Anatomy of a wildfire

The 2011 Las Conchas wildfire was big even before it blew up on June 27.

In 2011, a New Mexico wildfire went from normal to nuclear, kicking up a 45,000-foot column of tornadic winds and burning debris. Three local scientists set out to learn why. Below, a breakdown of how a the 2011 Las Conchas wildfire blew up on June 27. This way for the full story.

A Giant Rises

Extreme heat lofts smoke, ash, and fire into the atmosphere, forging a 45,000-foot-tall convective column that generates two counterrotating vortexes—like a giant egg beater.

A Pyrocumulus Cloud

Burning vegetation releases moisture, which the fire’s heat drives up the plume. It condenses into a pyrocumulus cloud, which in turn can create extreme downdrafting winds that can further stoke the ground fire.

Firenados

As vegetation combusts, it releases fuel-rich hydrocarbons.

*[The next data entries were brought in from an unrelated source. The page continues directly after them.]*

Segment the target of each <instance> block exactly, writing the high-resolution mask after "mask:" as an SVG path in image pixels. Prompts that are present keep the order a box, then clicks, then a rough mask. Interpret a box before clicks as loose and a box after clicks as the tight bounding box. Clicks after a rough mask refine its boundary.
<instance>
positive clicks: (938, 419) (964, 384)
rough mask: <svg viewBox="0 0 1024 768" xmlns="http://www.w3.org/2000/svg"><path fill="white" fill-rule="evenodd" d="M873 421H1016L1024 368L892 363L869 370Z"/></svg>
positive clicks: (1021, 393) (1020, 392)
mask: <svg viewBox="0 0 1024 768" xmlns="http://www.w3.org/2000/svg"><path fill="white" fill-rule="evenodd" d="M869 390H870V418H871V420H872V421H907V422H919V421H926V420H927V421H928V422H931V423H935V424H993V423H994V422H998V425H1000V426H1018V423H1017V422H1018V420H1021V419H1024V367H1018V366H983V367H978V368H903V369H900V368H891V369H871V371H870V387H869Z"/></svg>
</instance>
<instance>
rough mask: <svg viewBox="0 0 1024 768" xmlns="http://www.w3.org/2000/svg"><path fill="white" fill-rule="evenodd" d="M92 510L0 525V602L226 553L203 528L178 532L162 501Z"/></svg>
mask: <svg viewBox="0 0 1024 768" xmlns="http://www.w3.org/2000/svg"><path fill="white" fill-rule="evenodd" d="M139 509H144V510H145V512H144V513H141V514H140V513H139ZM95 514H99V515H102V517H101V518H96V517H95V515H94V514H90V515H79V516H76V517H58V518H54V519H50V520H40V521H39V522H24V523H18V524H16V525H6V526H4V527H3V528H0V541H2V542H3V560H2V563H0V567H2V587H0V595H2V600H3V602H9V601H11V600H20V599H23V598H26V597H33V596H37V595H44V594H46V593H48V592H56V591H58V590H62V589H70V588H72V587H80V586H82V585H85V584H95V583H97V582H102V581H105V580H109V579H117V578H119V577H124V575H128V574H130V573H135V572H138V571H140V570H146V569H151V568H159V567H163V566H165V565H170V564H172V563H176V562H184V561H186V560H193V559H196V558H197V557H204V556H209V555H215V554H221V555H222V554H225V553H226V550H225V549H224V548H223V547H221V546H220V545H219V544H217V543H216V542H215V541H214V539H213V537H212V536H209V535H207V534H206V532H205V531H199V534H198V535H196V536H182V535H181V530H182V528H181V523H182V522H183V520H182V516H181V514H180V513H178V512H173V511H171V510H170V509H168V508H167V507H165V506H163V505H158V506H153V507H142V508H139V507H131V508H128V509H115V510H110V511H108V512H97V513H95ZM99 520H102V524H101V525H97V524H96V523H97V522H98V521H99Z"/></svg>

Driven by updrafts, they rise and can ignite into towers of swirling flame.

Flaming Pine Cones

The massive vertical winds inside the column can rip a pine cone off a branch, set it on fire, shoot it a few hundred feet into the air, then spit it as far as 2 miles away, where it can start a new fire.

The blowup:

Experts expected the fire to die down with the cool night air. Instead, it flared into an inferno. Here’s the likely culprit.

The Tub Spills

At night, cool dense air pools in the Valles Grande caldera like water filling a 13-mile bathtub. When it sloshes over, it creates 26-foot-per-second winds that fly downcanyon and strike the wildfire’s southern flank.

Canyon Surf

As they squeeze through the canyons radiating from the caldera, the winds gain speed, then rise above the ground and come crashing back like churning ocean waves.